My sodium had been steadily dropping thoroughout the week and by Friday it was down to 116. With the long weekend coming up, I figured it was time to do something. My oncologist told me on Thursday if I wanted to go to the hospital, he’d arrange it so I could skip the ER.

So that’s where I am now. The oncologist came by to see me first thing. We again talked about the Keytruda. Since Thursday night I had been wondering if there’s really any harm in me having another Keytruda infusion if the effects from the first two are long-term anyway. We’ve been dealing with the sodium problem since after the first one and I’ve already had a second, so why not have a third? So I asked him that question and he said no, he didn’t think it would make any difference. So why didn’t he tell me that on Thursday? If he had, I would have gone ahead and had him do it. They can’t do it while I’m in the hospital because the drug is off label, so I’ll have to wait until next Thursday now.

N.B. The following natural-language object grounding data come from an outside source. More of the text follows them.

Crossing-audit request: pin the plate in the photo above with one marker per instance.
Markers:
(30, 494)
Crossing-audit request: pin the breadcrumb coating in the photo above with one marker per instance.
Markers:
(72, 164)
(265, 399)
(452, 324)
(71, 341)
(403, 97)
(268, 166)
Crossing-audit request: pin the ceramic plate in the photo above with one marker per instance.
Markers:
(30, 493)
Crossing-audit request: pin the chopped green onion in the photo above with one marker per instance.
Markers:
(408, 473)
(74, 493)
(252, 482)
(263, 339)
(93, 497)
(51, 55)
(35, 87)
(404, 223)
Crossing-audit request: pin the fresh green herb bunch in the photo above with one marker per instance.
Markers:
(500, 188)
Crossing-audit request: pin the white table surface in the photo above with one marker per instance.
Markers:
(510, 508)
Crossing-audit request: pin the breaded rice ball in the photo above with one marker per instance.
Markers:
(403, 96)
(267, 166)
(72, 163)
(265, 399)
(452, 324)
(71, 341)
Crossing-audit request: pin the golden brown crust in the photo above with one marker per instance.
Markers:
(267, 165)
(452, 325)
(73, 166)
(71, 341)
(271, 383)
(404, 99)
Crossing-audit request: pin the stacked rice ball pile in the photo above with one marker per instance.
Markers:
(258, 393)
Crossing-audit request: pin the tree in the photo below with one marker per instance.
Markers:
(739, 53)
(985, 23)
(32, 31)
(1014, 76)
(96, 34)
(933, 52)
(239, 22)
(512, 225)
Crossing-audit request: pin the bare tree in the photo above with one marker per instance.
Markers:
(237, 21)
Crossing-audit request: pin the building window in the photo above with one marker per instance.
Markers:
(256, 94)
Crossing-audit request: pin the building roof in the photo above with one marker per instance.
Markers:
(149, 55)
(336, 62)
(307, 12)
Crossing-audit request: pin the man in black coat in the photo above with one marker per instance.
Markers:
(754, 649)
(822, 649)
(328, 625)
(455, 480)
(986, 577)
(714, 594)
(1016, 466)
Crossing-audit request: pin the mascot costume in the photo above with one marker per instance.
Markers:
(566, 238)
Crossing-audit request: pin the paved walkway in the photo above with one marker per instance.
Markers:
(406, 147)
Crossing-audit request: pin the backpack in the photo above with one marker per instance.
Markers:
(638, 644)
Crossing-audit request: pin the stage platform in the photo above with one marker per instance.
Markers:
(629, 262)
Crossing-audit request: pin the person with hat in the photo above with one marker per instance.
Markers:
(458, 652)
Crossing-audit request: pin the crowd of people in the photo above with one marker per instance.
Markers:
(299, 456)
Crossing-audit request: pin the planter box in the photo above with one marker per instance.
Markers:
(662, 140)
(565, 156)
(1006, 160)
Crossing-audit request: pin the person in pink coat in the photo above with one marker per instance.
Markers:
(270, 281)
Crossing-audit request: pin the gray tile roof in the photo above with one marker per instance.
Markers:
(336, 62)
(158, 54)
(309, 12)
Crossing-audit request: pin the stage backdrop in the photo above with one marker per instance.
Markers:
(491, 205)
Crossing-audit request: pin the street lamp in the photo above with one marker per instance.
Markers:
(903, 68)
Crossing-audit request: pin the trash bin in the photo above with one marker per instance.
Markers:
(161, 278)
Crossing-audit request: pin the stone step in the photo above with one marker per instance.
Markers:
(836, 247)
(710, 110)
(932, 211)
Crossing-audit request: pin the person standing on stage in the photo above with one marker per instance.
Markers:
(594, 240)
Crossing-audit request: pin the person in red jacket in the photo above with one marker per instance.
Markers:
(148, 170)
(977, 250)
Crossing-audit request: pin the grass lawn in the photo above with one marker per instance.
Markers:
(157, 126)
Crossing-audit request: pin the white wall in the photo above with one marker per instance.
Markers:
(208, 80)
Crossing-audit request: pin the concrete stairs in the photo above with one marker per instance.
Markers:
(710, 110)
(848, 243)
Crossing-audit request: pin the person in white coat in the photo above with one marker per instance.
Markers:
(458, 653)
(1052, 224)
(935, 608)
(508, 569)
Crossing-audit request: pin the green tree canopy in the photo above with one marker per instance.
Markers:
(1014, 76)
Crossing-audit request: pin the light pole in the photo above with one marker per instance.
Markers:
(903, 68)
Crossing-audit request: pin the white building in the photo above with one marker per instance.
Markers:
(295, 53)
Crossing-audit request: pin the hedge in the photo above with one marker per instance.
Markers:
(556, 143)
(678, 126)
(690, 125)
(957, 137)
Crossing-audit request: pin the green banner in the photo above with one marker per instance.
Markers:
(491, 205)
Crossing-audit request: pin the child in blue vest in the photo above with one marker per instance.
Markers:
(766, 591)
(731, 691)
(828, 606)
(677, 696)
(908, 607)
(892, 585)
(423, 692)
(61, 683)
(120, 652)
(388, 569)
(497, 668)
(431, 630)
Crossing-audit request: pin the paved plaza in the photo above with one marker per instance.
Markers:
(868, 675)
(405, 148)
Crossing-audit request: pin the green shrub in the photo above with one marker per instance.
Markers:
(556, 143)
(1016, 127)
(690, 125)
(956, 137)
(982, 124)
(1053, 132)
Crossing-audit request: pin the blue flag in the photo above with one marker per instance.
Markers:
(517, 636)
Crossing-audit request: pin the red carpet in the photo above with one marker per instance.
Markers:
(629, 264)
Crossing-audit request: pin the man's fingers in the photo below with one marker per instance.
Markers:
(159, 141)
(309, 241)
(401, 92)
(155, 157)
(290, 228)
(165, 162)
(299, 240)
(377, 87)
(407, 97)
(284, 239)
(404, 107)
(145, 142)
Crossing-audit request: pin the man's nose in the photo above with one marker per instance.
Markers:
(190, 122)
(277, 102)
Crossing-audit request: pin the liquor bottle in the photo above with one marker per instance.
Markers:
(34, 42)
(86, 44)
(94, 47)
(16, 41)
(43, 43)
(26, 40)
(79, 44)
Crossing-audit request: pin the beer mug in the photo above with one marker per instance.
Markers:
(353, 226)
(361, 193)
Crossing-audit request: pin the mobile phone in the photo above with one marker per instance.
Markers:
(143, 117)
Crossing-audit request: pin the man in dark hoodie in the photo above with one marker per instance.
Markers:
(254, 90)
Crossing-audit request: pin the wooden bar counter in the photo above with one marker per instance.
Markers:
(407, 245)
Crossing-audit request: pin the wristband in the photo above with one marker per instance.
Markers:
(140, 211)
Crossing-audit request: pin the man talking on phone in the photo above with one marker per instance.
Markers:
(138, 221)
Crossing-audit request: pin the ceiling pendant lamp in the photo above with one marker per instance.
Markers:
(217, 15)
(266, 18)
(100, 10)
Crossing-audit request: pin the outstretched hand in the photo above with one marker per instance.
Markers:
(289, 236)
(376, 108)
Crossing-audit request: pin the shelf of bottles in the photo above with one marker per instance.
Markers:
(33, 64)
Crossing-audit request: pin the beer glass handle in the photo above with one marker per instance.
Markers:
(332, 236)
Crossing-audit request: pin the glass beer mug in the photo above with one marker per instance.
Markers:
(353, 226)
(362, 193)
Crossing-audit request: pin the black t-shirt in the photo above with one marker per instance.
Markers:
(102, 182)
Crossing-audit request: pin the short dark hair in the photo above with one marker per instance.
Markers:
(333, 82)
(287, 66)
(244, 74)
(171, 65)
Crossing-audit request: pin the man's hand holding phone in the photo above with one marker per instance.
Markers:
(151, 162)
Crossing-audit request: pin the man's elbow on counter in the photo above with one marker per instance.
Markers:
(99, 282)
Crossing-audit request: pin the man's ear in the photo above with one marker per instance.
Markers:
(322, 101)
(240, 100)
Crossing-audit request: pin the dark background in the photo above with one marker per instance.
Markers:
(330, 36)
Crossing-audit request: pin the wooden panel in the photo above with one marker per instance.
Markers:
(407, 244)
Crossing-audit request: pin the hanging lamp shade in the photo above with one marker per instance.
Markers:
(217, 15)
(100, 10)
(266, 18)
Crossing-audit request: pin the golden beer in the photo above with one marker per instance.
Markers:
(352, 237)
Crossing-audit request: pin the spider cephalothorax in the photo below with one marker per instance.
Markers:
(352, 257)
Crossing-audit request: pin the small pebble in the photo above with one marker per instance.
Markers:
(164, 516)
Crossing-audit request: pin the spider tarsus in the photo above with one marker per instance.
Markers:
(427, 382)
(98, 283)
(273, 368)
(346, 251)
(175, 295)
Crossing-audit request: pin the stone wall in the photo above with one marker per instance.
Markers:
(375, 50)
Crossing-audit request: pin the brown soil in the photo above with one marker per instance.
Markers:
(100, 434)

We had also been wondering if the sodium problem had worsened because the cancer had worsened, so we asked if he could do a scan while I’m here. He said he could, but he wouldn’t be surprised if the Keytruda caused the cancer to worsen before it got better. Yet another reason for me to do another round of the Keytruda. And he said it would take six rounds before we would even know if the Keytruda’s working. I told him I hoped I would be alive long enough to make it through six rounds. He told me I would. He seemed pretty confident about that, which made me feel a little bit better.

Now I just need to hear that from my nephrologist, who hasn’t been in to see me yet or written any orders, even though he’s been consulted. My sodium has already dropped from 116 this morning to 113 this afternoon, but the hospital has standing orders from before not to call the nephrologist with critical values. My nurse said they’d probably call in the morning anyway if it got any lower.

I’m not sure what the nephrologist is going to do at this point since the Samsca seems to no longer be working, but my oncologist mentioned an antibiotic called demeclocyline that used to be used for SIADH that they may want to try. The nephrologist has also mentioned it before but he said it wasn’t as good as the Samsca and has more side effects. They might also give me another infusion of the concentrated sodium solution. I guess I’ll find out tomorrow.

 Posted by at 4:31 am

  7 Responses to “A bittersweet holiday”

  1. Julie, you are such a strong warrior. Please keep the faith I pray that they give you the best drugs to get you through this. God Blrss you!

  2. Jewels, as I am at a lost of words to comfort or to help in your very unusual, uneasy health dilemma. I pray, I take my healing breaths for you when I meditate, Maybe I need to go light a bunch of candles… Anyway I love you and I wish I could be helpful in some way. I am sure a lot of us who love you feel pretty useless in this fight. I know that I am being delayed in my trip to see you but I will be there to see you.
    You do what is best for you, what you feel is your best options. And we all will pray that this soon will be over and we will be at the beach.

  3. You have such a good family. I am glad you enjoyed Christmas. I will continue to pray for you. I wish I could do more.

  4. Julie, I am so glad your family got to spend Christmas with you! I know how helpful it can be to be surrounded by those who love you so very much. You have countless people praying for you, myself included, and I really believe you will conquer this. You have always been among the strongest people I ever knew, which you have shown over and over again. God bless, keep, and heal you, Julie.

  5. I have been reading all along, when Teresa shares your blog links in Facebook. I am so glad you spent Christmas at home with your family. You and all your family are in my thoughts.

  6. I’m glad you got to spend Christmas with family but sorry you have so many difficult health issues facing you. As always, I am praying for you. Love, Aunt Betty

  7. Navigating the medical system through Christmas and New Year’s is extremely difficult. I wish you strength and clarity as you go forward and the last words from the oncologist sound hopeful. Happy New Year.